There is even genetic evidence to support that a small number of Proto-Indo-Europeans (R1a and/or R1b) infiltrated the whole East Asian gene pool. Haplogroup R1a and R1b are found at high percentages in the Altai (40% to 90% of male lineages), at relatively high percentages in Xinjiang (up to 20% in some Uyghur populations), and in small but substantial percentages in Mongolia (up to 10%). R1a has also been found at trace frequencies among Han Chinese.
More interestingly, autosomal DNA also shows that most East Asians (Chinese, Koreans, Japanese) have a traces of Northeast European DNA. The K12 data of the Dodecad Project shows, for example, that the East European admixture is found in 0.9% of Japanese, 0.8% of Chinese, and 0.6% of Korean people from the project.

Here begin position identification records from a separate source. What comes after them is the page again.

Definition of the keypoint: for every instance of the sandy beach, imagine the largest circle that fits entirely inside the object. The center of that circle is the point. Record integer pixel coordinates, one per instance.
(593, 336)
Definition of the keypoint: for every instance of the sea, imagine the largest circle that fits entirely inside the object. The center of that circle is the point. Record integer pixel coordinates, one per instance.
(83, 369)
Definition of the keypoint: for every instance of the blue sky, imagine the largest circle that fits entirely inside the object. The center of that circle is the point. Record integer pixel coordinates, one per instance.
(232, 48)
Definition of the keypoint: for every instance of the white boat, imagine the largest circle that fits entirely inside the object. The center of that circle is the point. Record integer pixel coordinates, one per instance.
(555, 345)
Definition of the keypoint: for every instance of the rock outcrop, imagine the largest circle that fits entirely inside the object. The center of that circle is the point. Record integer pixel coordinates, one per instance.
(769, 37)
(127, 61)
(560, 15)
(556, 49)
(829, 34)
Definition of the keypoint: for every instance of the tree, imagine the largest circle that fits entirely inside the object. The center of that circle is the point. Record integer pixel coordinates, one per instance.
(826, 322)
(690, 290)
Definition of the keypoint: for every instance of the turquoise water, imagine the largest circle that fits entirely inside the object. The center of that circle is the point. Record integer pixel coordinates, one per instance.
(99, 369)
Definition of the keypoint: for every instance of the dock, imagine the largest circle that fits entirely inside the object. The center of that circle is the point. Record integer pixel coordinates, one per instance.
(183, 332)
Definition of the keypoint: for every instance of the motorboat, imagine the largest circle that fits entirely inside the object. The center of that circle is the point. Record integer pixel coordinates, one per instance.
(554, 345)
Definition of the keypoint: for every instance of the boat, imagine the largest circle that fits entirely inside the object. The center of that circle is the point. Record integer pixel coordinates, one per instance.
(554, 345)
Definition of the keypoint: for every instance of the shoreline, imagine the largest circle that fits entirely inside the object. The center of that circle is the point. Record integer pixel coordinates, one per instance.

This admixture has been found to correlate extremely reliably with haplogroup R1a, and is completely absent from the Sardinian population, which was completely bypassed by the Indo-European migrations.
Therefore I would like to propose that the Bronze Age in China was introduced by a small number of R1a individuals from the Afanasevo culture shortly before 3100 BCE.
The main difference with western Eurasia is that this wasn't a conquest. The Indo-European language and culture did not replace or even visibly influence that the various Neolithic Chinese cultures of the time. The only possible Indo-European contribution is the concept of a supreme sky deity, which appears in China during the Bronze Age under the name of Shangdi, a Chinese equivalent of Zeus, Jupiter, Odin and other regional variants of the Proto-Indo-European sky god.